The doctor kept the basket he had brought in beside him on the cloth, and had to get up four times over to throw great fat wood-lice out of the window, after scooping them up with a silver tablespoon, the dark grey creatures having escaped from between the interstices of the basket, and being busily making their way in search of some dry, dark corner.
“It is astonishing what a predilection for peaches the wood-louse has,” said the doctor, resuming his seat.
“All your fault, uncle,” said Vane, with his mouth full.
“Mine! why?”
“You see you catch them stealing, and then you forgive them and let them go to find their way back to the south wall, so that they can begin again.”
“Humph! yes,” said the doctor; “they have plenty of enemies to shorten their lives without my help. Well, so you found some mushrooms, did you?”
“Yes, uncle, just in perfection.”
“Some more tea, dear?” said Vane’s aunt. “I hope you didn’t bring many to worry cook with.”
“Only a basket full, aunty,” said Vane merrily.
“What!” cried the lady, holding the teapot in air.
“But she is going to cook them for dinner.”

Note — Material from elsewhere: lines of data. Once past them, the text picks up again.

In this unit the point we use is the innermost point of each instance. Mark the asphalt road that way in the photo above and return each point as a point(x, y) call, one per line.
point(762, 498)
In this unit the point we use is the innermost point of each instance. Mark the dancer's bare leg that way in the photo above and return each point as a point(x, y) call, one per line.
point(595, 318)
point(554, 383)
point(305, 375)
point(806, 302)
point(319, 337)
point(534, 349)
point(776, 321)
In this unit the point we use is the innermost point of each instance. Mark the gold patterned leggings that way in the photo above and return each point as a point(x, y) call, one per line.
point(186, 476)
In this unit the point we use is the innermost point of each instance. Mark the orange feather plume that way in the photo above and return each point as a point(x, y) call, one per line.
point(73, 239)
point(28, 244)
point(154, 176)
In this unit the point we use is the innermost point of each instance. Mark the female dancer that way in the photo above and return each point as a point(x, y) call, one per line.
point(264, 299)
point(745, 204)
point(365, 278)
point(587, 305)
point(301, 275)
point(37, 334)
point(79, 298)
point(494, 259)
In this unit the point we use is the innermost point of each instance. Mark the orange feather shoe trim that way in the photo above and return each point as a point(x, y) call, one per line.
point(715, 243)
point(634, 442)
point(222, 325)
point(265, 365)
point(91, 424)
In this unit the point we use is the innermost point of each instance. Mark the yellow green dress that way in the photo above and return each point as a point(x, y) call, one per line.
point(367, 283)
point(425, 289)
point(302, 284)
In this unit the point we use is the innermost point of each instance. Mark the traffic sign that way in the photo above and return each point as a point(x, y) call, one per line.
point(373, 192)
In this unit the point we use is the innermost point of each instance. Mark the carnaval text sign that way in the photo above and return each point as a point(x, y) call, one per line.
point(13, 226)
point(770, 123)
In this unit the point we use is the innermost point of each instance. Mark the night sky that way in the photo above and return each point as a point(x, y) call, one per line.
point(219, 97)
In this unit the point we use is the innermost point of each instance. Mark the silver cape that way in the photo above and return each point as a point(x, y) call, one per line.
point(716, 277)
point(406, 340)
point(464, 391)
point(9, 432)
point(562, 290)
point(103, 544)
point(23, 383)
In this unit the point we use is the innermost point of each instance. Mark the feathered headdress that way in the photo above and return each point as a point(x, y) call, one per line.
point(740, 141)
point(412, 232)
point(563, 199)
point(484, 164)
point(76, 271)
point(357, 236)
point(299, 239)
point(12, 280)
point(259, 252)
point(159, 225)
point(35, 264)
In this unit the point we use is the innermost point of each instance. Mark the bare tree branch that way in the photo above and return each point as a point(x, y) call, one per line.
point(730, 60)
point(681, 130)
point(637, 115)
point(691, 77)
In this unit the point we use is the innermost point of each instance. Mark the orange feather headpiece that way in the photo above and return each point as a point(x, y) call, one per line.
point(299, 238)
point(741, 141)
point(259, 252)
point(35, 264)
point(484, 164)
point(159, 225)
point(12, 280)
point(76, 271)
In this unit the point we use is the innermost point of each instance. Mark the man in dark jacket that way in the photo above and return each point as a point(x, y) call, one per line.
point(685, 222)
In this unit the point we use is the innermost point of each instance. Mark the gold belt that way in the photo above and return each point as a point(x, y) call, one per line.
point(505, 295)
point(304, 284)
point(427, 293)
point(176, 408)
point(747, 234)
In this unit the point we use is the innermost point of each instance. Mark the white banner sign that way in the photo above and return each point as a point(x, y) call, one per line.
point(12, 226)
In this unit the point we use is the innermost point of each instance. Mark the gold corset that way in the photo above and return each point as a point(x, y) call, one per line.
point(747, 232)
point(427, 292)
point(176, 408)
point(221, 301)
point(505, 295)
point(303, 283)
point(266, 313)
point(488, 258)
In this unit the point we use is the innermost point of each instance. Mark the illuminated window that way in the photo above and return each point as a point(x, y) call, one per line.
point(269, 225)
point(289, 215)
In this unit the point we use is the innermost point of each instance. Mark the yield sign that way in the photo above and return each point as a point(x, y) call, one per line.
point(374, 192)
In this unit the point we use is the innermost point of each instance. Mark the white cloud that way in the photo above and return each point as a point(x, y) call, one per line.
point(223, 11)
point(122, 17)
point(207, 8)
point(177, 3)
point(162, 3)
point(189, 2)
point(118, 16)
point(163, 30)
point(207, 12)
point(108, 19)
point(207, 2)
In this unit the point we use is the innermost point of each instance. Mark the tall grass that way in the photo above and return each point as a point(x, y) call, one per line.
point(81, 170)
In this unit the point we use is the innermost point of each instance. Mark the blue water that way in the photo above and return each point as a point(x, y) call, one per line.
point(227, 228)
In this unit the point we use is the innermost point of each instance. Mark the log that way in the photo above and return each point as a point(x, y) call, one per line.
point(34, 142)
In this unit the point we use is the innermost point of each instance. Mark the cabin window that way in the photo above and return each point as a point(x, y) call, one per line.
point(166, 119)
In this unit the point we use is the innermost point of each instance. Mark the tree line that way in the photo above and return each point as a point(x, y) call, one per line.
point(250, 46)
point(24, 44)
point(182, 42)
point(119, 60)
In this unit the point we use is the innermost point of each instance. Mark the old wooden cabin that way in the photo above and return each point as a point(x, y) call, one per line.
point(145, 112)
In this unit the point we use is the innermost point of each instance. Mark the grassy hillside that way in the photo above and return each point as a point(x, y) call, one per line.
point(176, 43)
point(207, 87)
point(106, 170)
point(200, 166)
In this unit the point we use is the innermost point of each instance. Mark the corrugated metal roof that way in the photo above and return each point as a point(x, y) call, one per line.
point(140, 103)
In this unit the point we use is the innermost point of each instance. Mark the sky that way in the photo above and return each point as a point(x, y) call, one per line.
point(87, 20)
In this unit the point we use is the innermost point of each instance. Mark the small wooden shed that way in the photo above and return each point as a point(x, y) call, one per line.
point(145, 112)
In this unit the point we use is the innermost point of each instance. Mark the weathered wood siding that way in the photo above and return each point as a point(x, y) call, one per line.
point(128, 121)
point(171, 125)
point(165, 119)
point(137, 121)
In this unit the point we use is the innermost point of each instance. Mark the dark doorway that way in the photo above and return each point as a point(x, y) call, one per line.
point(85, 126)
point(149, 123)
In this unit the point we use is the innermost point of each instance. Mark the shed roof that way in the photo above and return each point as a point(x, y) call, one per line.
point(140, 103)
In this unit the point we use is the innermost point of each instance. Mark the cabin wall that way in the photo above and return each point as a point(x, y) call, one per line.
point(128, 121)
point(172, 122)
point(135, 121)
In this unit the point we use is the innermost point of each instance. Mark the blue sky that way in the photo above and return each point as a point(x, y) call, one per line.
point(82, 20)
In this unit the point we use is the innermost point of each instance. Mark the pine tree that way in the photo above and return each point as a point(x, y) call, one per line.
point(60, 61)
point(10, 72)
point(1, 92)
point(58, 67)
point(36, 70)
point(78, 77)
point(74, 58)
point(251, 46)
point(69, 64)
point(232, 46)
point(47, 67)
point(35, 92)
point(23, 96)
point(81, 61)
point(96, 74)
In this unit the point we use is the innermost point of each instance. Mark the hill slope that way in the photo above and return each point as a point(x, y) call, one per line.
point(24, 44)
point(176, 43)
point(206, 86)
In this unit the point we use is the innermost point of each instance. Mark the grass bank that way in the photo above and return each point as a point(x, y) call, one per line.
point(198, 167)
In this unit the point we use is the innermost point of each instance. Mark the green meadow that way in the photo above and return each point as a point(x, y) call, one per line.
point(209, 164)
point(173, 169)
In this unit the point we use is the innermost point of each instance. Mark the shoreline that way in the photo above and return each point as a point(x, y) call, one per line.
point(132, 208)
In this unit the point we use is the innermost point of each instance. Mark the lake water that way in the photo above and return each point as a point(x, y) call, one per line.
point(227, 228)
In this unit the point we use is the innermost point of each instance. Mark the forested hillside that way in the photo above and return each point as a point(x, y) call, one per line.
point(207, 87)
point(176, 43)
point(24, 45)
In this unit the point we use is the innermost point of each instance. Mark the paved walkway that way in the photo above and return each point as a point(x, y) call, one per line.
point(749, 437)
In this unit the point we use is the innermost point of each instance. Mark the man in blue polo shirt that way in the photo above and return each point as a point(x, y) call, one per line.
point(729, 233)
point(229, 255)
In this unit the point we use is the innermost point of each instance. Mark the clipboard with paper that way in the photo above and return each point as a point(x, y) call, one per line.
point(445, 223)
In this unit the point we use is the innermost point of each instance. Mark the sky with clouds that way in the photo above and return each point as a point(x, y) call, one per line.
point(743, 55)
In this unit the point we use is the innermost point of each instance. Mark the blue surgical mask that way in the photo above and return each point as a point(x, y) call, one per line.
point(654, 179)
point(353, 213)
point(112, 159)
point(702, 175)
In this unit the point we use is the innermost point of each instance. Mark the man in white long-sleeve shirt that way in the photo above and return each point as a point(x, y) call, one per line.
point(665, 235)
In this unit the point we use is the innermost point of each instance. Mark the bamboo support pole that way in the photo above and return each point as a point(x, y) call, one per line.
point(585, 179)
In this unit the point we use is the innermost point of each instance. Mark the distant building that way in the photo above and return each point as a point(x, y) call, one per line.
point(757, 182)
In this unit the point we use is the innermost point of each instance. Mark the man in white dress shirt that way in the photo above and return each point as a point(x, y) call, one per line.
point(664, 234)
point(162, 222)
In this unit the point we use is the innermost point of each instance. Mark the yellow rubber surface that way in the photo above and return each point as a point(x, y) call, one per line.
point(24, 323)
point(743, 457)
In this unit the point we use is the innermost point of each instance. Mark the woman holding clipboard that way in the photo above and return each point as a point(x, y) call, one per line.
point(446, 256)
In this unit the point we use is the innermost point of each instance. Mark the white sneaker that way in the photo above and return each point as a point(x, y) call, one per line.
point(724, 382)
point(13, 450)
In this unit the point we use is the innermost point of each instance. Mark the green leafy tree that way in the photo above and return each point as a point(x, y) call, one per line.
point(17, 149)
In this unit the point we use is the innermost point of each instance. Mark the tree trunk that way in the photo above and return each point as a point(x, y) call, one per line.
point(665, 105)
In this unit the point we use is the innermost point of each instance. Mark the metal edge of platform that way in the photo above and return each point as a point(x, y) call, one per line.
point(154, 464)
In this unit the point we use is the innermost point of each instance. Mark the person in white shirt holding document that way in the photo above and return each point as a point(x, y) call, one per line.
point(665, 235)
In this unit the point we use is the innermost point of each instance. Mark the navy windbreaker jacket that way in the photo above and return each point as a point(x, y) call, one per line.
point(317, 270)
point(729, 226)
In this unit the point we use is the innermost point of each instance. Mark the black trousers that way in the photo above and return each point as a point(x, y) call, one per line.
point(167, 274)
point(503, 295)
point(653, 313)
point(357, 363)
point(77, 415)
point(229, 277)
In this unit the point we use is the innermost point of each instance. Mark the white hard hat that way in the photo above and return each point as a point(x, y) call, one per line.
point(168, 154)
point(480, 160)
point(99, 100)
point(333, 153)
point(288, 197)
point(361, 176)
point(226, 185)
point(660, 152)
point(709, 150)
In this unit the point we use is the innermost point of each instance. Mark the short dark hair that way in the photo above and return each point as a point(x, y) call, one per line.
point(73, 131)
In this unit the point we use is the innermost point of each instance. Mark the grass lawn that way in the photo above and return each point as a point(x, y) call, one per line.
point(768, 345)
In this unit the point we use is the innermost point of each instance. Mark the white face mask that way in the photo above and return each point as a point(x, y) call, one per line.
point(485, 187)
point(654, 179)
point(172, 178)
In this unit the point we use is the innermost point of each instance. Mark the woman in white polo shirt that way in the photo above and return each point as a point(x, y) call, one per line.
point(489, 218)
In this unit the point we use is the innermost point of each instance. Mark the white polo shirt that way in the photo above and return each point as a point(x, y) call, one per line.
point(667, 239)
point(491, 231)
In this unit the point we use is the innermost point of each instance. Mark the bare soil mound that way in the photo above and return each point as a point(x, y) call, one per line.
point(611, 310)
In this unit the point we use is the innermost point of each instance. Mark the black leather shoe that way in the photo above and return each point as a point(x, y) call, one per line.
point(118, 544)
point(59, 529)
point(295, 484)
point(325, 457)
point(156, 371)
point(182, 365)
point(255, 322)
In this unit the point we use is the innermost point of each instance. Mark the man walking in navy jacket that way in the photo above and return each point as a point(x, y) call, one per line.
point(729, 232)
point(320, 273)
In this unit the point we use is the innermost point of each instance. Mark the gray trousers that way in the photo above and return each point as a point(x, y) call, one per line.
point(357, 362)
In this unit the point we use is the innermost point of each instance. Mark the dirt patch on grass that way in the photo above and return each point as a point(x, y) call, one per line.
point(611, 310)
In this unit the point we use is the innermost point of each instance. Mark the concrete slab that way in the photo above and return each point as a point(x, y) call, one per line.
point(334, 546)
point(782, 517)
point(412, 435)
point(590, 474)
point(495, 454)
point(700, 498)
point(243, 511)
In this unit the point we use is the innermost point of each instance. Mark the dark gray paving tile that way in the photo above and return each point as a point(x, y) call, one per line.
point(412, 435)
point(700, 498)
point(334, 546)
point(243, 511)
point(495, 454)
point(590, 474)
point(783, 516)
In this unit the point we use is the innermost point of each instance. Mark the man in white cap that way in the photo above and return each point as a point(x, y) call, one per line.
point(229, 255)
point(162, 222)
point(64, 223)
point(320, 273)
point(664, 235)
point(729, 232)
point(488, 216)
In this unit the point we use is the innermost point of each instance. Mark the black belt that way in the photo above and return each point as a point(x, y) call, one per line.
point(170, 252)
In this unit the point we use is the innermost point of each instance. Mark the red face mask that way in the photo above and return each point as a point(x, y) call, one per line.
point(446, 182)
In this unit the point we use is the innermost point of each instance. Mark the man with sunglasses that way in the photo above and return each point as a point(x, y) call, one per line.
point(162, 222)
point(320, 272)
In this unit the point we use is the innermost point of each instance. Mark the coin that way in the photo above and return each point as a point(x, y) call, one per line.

“Really, my dear, I must protest,” said the lady. “Vane cannot know enough about such things to be trusted to bring them home and eat them. I declare I was in fear and trembling over that last dish.”
“You married a doctor, my dear,” said Vane’s uncle quietly; “and you saw me partake of the dish without fear. Someone must experimentalise, somebody had to eat the first potato, and the first bunch of grapes. Nature never labelled them wholesome food.”
“Then let somebody else try them first,” said the lady. “I do not feel disposed to be made ill to try whether this or that is good for food. I am not ambitious.”
“Then you must forgive us: we are,” said the doctor dipping into his basket. “Come, you will not refuse to experimentalise on a peach, my dear. There is one just fully ripe, and—dear me! There are two wood-lice in this one. Eaten their way right in and living there.”
He laid one lovely looking peach on a plate, and made another dip.
“That must have fallen quite early in the night,” said Vane, sharply, “slugs have been all over it.”
“So they have,” said the doctor, readjusting his spectacles. “Here is a splendid one. No: a blackbird has been digging his beak into that. And into this one too. Really, my dear, I’m afraid that my garden friends and foes have been tasting them all. No, here is one with nothing the matter, save the contusion consequent from its fall from the mother tree.”
“On to mother earth,” said Vane laughing. “I say, uncle, wouldn’t it be a good plan to get a lot of that narrow old fishing net, and spread it out hanging from the wall, so as to catch all the peaches that fall?”
“Excellent,” said the doctor.
“I’ll do it,” said Vane, wrinkling up his brow, as he began to puzzle his brains about the best way to suspend the net for the purpose.